Acorn was a British manufacturer, chosen by the BBC to provide computers for an initiative designed to get as many machines as possible into homes and schools. The original machine had 16 kilobytes of accessible memory, and 32K of solid-state storage. A number of peripherals were available, such as floppy and hard disk drives. They could even be fitted with a network interface. The Acorn came with a pre-installed copy of BASIC, the “Beginner’s All-purpose Symbolic Instruction Code.” The system was intended to be an introduction to computers and programming, accessible to any new user.
Commodore’s VIC-20 machines were targeted specifically toward home users. At around $300, it was almost half the price of the Acorn. It also had around half the power, but it provided more advanced graphics and sound processors, resulting in its unexpected popularity as a gaming machine. The Sound Interface Device (SID) chip is still sought after by vintage synthesizer enthusiasts, who cannibalize old Commodores to build of custom synthesizers.
In the mid-70s, Steve Wozniak left IBM to form Apple with Steve Jobs. Their first three machines had moderate success amongst hobbyists, but it was the Apple II, released in the early 1980s, that really took off. The company sold 750,000 units by the end of 1982. The graphical user interface was a first, and made the Apple popular with home and business users, who found that they could perform the tasks they wanted without spending months learning how to code. This “accessible to anyone” approach has been one of the main principles of the Apple corporation.

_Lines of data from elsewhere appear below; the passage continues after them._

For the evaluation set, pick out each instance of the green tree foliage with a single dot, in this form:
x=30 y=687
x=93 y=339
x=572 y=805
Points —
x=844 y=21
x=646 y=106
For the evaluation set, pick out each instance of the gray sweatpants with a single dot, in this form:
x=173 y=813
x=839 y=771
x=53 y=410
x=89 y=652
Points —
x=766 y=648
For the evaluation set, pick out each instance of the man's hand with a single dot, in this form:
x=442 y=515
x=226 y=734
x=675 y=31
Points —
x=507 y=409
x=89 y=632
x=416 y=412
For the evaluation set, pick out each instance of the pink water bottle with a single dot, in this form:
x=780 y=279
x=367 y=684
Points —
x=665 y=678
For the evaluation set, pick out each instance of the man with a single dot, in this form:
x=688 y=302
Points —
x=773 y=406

IBM was one of the few giants of corporate computing in the 1970s. It manufactured supercomputers for governments and conglomerates, and was initially skeptical about the market for home computers. As other companies appeared, IBM quickly released the 5120 at the start of 1980. With its integrated monitor and pair of 5.5-inch floppy drives, the 5120 was a record breaker as the heaviest desktop computer ever produced. A complete setup also included an external diskette drive and a wire matrix printer. The 5120 sold 50,000 units in the first half of the 1980s, and the release of the 30lb “Portable PC” in 1984 was an attempt to compete with Compaq’s Portable. The IBM Portable was actually just a 5120 in a scaled down case, meaning none of the internal expansion slots could be used. After two or three different versions, and disappointing sales, IBM finally discontinued the Portable line in 1987.